A4J has funded at least a dozen shows over the years. (For one of its most notable, “Marking Time: Art in the Age of Mass Incarceration” at MoMA PS1, the New Yorker wrote that it was “hard to imagine a more essential exhibition.”) But the bulk of A4J’s work has been concerned with policy. One of its grantees played a key role in restoring voting rights to previously incarcerated Floridians; another abolished cash bail and post-conviction fees in New Orleans, Houston, and St. Louis. Altogether, the fund will have allocated more than $125 million to artists and groups aligned with its mission when its time comes to an end on June 30, the same date that “No Justice Without Love” closes at its longtime partner, the Ford Foundation.

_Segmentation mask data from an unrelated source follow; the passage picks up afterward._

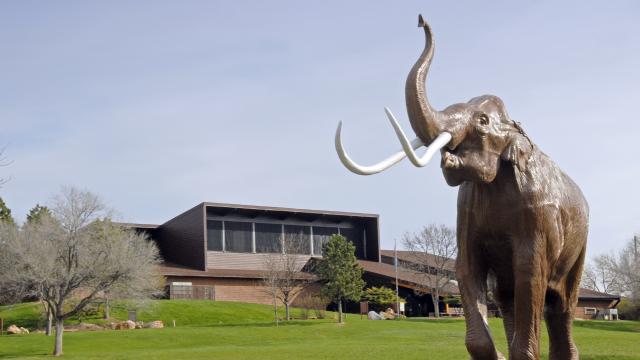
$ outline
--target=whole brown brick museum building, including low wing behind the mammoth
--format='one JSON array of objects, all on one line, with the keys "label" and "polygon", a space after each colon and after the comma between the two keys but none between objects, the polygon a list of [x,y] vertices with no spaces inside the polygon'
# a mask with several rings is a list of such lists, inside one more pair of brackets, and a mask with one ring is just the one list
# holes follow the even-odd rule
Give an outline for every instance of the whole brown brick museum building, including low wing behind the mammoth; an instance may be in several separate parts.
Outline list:
[{"label": "whole brown brick museum building, including low wing behind the mammoth", "polygon": [[[322,247],[332,234],[343,235],[355,245],[369,286],[395,287],[394,252],[380,249],[377,214],[201,203],[160,225],[126,225],[157,243],[164,259],[160,272],[171,298],[270,304],[272,299],[261,283],[265,258],[274,253],[294,254],[300,280],[313,282],[314,276],[305,267],[322,257]],[[288,249],[285,239],[289,236],[297,236],[302,246]],[[407,315],[427,316],[434,304],[424,290],[433,281],[429,274],[413,270],[412,259],[411,252],[398,251],[400,296],[407,300]],[[459,294],[455,261],[447,263],[446,271],[453,281],[441,295]],[[318,284],[305,290],[310,294],[318,291]],[[617,296],[581,289],[576,317],[594,318],[618,301]],[[445,310],[444,304],[438,306]]]}]

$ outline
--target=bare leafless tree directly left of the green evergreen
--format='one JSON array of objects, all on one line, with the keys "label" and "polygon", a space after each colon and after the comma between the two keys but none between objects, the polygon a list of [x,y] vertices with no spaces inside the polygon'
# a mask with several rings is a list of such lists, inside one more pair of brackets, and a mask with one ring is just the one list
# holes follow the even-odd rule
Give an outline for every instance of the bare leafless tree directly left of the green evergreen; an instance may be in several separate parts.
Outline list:
[{"label": "bare leafless tree directly left of the green evergreen", "polygon": [[[301,256],[309,250],[309,241],[302,234],[290,234],[284,239],[285,251],[281,254],[265,256],[263,285],[265,291],[274,299],[274,312],[277,322],[277,301],[285,307],[286,320],[291,319],[291,302],[308,283],[302,272],[304,262]],[[305,251],[306,249],[306,251]]]}]

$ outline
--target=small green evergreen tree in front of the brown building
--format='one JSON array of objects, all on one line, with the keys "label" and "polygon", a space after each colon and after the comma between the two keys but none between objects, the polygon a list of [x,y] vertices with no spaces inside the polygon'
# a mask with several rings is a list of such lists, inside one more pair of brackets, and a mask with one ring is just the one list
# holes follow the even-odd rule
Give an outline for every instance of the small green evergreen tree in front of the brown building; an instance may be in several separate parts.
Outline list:
[{"label": "small green evergreen tree in front of the brown building", "polygon": [[344,236],[333,235],[324,247],[317,274],[324,281],[322,293],[338,303],[338,322],[342,323],[342,301],[358,301],[364,288],[363,270],[355,256],[355,246]]}]

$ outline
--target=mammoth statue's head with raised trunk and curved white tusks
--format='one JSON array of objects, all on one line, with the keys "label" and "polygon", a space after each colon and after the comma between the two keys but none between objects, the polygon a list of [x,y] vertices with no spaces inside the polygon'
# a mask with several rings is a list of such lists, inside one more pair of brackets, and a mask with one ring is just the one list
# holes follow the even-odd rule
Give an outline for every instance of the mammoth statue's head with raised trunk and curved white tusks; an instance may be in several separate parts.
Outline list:
[{"label": "mammoth statue's head with raised trunk and curved white tusks", "polygon": [[[441,151],[442,171],[451,186],[464,181],[492,182],[501,161],[511,162],[516,169],[524,171],[533,144],[522,128],[509,118],[500,98],[479,96],[442,111],[431,107],[425,81],[433,58],[433,37],[431,28],[422,16],[419,17],[418,26],[424,28],[425,48],[411,69],[405,87],[407,113],[417,137],[409,141],[394,115],[385,108],[402,151],[375,165],[361,166],[351,160],[344,150],[340,123],[335,145],[342,163],[356,174],[371,175],[386,170],[405,157],[416,166],[425,166],[436,152]],[[426,152],[418,156],[415,150],[422,146],[426,146]]]}]

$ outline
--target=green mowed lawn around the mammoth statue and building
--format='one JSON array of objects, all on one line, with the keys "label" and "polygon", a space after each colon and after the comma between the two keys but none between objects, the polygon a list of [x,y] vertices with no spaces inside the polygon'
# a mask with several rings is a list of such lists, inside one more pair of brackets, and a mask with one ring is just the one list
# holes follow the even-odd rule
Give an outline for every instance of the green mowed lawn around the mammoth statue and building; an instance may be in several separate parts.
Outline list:
[{"label": "green mowed lawn around the mammoth statue and building", "polygon": [[[29,314],[25,308],[7,311]],[[121,310],[118,310],[123,315]],[[126,317],[126,314],[124,314]],[[148,317],[148,318],[147,318]],[[162,319],[176,328],[66,333],[70,359],[466,359],[464,321],[296,320],[276,327],[269,306],[159,301],[139,313],[145,321]],[[500,319],[491,319],[499,349],[506,353]],[[544,333],[544,332],[543,332]],[[640,359],[639,322],[576,321],[581,359]],[[41,334],[0,337],[0,358],[41,358],[53,338]],[[548,341],[543,335],[543,358]]]}]

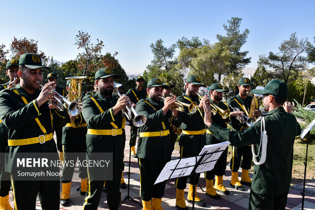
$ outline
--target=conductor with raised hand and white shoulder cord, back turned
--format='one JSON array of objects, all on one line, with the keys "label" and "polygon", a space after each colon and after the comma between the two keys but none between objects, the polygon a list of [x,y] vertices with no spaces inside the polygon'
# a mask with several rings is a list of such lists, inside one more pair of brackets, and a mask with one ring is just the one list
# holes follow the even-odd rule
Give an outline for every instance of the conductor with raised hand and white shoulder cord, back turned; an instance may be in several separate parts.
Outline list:
[{"label": "conductor with raised hand and white shoulder cord, back turned", "polygon": [[[293,106],[286,102],[288,86],[285,82],[271,80],[265,89],[251,92],[263,95],[264,108],[268,111],[253,126],[242,132],[222,128],[212,122],[208,104],[204,104],[205,124],[219,141],[228,140],[234,146],[254,144],[258,157],[255,158],[249,209],[285,209],[292,176],[294,139],[301,128],[295,116],[290,114]],[[267,135],[262,132],[264,128]],[[264,145],[266,150],[262,149]]]}]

Why sunset A4J when it’s managed to accomplish so much amid such fraught years? For one, A4J is out of money; in fact, the end was supposed to come a year ago, before the philanthropist MacKenzie Scott and the artist Julie Mehretu came through (the latter by taking Gund’s lead and selling one of her works for $6.5 million). But A4J’s relatively short lifespan is also directly tied to its success. A time-limited fund offers an urgency that can be rare in the realm of traditional philanthropy, notes A4J’s project director Helena Huang. “Many of the issues that philanthropy takes on are long-term, but we think there is real value in declaring that you are going to be catalytic and moving money quickly,” she says. “You could sit and think and think, but—as Agnes always reminds us—it makes no sense to be sitting around when people are suffering.”

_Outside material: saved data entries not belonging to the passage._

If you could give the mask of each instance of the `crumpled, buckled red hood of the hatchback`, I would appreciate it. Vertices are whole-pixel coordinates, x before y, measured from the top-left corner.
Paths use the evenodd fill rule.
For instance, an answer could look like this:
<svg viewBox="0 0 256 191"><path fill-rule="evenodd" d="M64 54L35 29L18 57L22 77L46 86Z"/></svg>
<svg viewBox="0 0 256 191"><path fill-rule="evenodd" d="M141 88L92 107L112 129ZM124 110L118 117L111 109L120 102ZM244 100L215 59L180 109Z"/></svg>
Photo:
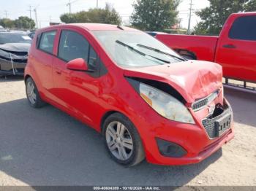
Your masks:
<svg viewBox="0 0 256 191"><path fill-rule="evenodd" d="M222 87L222 66L206 61L185 61L139 69L124 69L124 76L165 82L188 103Z"/></svg>

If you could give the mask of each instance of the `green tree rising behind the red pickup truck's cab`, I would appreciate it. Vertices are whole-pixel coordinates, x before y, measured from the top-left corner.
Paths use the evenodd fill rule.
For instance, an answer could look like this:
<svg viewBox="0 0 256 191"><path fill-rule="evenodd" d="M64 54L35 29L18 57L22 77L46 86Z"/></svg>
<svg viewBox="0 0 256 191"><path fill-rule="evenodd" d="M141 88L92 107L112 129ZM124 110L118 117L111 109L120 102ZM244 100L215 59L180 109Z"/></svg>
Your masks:
<svg viewBox="0 0 256 191"><path fill-rule="evenodd" d="M210 6L196 12L201 18L194 28L195 34L219 35L227 17L233 12L256 10L256 0L208 0Z"/></svg>

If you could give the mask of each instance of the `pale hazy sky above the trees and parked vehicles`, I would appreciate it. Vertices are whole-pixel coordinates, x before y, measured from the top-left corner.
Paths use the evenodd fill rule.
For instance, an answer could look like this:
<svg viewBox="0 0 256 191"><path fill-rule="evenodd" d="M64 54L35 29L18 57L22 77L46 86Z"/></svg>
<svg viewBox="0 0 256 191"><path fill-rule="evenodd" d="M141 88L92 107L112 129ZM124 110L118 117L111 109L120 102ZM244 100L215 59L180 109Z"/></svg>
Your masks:
<svg viewBox="0 0 256 191"><path fill-rule="evenodd" d="M97 6L97 0L70 0L72 3L72 12L88 10ZM129 16L133 12L132 4L135 0L98 0L99 7L105 7L105 3L110 3L123 18L124 24L129 23ZM29 9L31 6L31 18L35 18L34 7L37 8L37 17L39 27L48 26L49 22L60 22L59 16L69 12L67 3L69 0L0 0L0 17L16 19L20 15L30 17ZM181 26L187 28L189 18L190 0L181 0L178 7L181 19ZM200 18L195 15L195 11L208 7L208 0L192 0L192 27L194 27Z"/></svg>

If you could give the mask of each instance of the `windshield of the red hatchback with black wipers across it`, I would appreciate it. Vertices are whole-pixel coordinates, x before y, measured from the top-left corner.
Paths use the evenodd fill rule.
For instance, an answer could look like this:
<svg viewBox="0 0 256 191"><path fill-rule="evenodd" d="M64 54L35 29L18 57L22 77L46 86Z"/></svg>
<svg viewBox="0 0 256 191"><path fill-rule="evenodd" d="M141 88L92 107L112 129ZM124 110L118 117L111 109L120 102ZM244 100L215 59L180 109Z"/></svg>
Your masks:
<svg viewBox="0 0 256 191"><path fill-rule="evenodd" d="M93 33L118 66L135 68L182 61L182 58L165 44L140 31L94 31Z"/></svg>

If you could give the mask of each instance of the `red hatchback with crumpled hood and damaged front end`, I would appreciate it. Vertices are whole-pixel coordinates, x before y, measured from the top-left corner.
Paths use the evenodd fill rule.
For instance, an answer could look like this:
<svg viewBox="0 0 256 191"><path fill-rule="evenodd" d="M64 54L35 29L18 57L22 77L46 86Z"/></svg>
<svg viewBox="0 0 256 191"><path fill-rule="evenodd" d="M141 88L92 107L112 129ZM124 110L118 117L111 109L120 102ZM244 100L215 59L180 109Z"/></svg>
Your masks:
<svg viewBox="0 0 256 191"><path fill-rule="evenodd" d="M198 163L234 136L222 66L185 61L133 28L40 29L25 72L31 106L52 104L102 133L122 165Z"/></svg>

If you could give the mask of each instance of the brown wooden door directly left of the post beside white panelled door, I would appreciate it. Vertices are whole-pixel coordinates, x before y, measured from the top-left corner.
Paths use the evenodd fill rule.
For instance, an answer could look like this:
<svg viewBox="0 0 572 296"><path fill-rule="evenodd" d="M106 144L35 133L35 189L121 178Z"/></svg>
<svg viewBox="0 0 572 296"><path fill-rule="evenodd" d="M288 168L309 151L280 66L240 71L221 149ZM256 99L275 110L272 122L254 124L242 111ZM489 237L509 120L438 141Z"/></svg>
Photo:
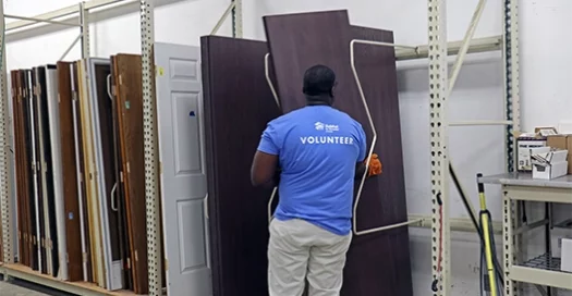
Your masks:
<svg viewBox="0 0 572 296"><path fill-rule="evenodd" d="M112 62L117 86L133 286L136 294L147 294L149 286L141 55L118 54L113 57Z"/></svg>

Besides, the end of A4J is only technical. The point is that it has built up an enduring community—one that includes, for example, its codesigner Elizabeth Alexander, who just pledged $125 million to an A4J-like initiative named Imagining Freedom through her role as president of the Mellon Foundation. From the start, Gund’s goal was for everyone in the A4J network to continue working with each other—to stick to a system Huang refers to as “allied donor practices.” “She was like, I don’t want to parse the money out a little at a time or create an endowment or big infrastructure—let’s throw down now,” Huang recalls of Gund’s original vision. “Let’s leverage the Ford Foundation and Rockefeller Philanthropy Advisors, let’s have a handful of staff move $100 million to the people who are doing the work—and above all, let’s do it quickly.”

Disheartening as it is to see what may be the most effective art-world philanthropy efforts go, the future—including Gund’s next chapter—gives Huang hope. “There are absolutely individuals and organizations that have been leaning in, being curious about what we call the ‘A4J secret sauce,’” she says. And for the foreseeable future, they can continue modeling right off Gund, who shows no signs of slowing down at 85—even though she’s “afraid that’s about it” in terms of salable artworks in her collection. Still, A4J isn’t “nearly” finished; she speaks of Rikers Island’s continued existence as if it were a personal failure. And yet, rest assured, Gund hasn’t forgotten about what’s now her most pressing focus, reproductive rights—as well as what she hopes to be her next, gun control.